Yup, I’m back, and thinking about motors again. “Didn’t we already cover this?” I hear you asking (Where is that shrink?). Well, some of this, but Motors are a big subject, and as they are the only moving part in an EV (if you’re direct-driving, anyway) they’re kinda important.
So, what are our options?
- DC Permanent Magnet
- DC Series Wound
- DC SepEx (Separately Excited)
- AC Printed Armature
- AC
Great. That tells you not a lot at all, doesn’t it? Let’s try a little more description of each.
DC Permanent Magnet
In this motor, you have a wire-wound iron core with a series of permanent magnets attached to the outer rim, or a “Squirrel Cage” rim, with a core of permanent magnets. When you power the coils with a DC current in the right order, which is handled with brushes in the first case, and switches in the second, it creates a magnetic field that pulls the core around. The more power you apply, the more torque you get, and (potentially) the faster you can go. However, as you increase speed, the magnets begin to induce power back into the coils. This power (Called Back EMF, or Electro-Motive Force) must be overcome if you want to increase speed further, and there comes a point where the Back EMF is the same as the power coming from the battery pack, at which point further acceleration is impossible. It is theoretically possible to harness the Back EMF to slow the vehicle and supply power to the batteries (Called Regen, short for Regenerative Braking), but very few controllers do so, owing to the complexity required.
DC Series Wound
This is like the Permanent Magnet motor above, but rather than having the permanent magnets, their job is done with a second set of coils, which are connected in series with the first set. This makes for a more powerful, but potentially less efficient motor. Also, as the coils are all connected, Regen is not possible with this motor, as if the coils are energised, they will be trying to drive the motor.
DC SepEx
Here, the inner core and outer core can be powered separately. This means that if you want to slow down, you can apply a small current to the inner core, which will induce a current in the outer rim. That current can be drained to create drag on the core, and to create Regen. It also means at higher speeds, you can lessen the inner core power, which reduces Back EMF and allows more acceleration, at the cost of decreasing the available torque.
AC Permanent Magnet
This is very much like a DC Permanent Magnet motor, but rather than just having two points of contact for + and – terminals, these motors have connections for each set of coils. This means when you apply an AC current to them, not only do you attract the magnets toward your coil, but when the polarity switches you push them away again. If you time the waveform of the power to the rotation of the core, you get a very fast, and very powerful, motor system. As the power is flowing in both directions through the coils, it also means that back EMF is neutralised (Indeed, the back EMF is used, rather than having to be fought). An AC motor is also the only other kind that can be easily used for Regen.
AC Printed Armature
This is like the AC Permanent Magnet motor, but the coils are stamped out of flat sheets, and applied to a disc, rather than being wound wire on a stator. These are typically made small, and used in servo motors, though some companies have been trialling making these for vehicle-sized applications. Difficulties with making strong discs to mount the coils to, along with a seeming lack of interest from the industry, is making these almost impossible to find, and definitely impossible for an individual to buy.

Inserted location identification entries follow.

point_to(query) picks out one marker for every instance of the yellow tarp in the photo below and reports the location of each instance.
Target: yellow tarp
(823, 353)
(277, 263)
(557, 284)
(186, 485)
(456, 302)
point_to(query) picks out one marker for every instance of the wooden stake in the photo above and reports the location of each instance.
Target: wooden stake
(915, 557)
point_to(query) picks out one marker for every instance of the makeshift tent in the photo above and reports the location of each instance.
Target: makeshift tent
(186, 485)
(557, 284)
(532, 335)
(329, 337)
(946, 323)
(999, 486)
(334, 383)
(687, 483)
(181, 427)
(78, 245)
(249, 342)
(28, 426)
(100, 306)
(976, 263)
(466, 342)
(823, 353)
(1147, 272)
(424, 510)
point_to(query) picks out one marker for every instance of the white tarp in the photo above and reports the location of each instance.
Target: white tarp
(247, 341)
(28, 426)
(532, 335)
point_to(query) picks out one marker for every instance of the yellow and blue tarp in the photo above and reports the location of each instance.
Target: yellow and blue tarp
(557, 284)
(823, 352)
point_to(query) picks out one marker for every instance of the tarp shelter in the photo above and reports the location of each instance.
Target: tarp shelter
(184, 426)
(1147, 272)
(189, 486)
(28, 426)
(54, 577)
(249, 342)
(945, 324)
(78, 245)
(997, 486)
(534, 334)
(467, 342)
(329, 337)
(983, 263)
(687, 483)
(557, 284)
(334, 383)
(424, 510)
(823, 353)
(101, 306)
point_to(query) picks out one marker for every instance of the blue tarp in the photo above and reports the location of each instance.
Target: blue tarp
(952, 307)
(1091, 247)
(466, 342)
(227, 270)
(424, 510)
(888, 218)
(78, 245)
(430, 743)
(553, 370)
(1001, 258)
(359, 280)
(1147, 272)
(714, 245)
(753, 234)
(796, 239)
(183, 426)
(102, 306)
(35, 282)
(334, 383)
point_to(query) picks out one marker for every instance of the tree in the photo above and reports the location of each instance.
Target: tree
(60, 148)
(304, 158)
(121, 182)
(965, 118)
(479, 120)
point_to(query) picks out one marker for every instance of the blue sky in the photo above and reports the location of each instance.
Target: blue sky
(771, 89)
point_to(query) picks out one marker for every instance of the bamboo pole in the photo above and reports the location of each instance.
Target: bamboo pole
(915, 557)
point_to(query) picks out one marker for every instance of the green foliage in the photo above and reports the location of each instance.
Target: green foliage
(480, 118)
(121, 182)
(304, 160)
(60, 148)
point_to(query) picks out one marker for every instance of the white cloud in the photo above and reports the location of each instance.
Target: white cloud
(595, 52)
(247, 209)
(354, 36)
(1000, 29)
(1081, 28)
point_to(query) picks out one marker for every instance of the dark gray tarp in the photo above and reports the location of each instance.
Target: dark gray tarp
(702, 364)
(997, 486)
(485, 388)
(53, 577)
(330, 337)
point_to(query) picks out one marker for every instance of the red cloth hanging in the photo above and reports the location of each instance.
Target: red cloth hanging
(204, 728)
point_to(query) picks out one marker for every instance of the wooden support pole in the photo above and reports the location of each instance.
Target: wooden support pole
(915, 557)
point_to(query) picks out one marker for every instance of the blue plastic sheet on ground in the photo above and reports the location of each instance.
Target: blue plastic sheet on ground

In order of preference, These should be arranged:
- AC Printed Armature
- AC Permanent Magnet
- DC SepEx
- DC Permanent Magnet / DC Series Wound
But availability and controller complexity has made real-world implementations read more like this:
- DC Permanent Magnet
- DC Series Wound
- DC SepEx
- AC Permanent Magnet
And for most car-sized EVs, it’s PM motors only. SepEx are only available in sizes up to around motorcycle size, and there doesn’t seem to be any AC PM controller out there.
Oh, and all these (that are available) require some kind of transmission, as they don’t have the grunt to start a vehicle from 0km/h without some kind of torque multiplication (a gearbox).
If money was no object, I’d buy 4 AC Printed Armature motors (Custom made), a Citroen C6 “Glider” (That is, car without engine, transmission, differential, fuel tank etc), a massive load of Li-Poly batteries (200-500Ah minimum), plus a BMS to manage them all, and stack of meaty ultracapacitors to help with acceleration and regen braking. Which would be just about everything needed. Still, we can dream, right?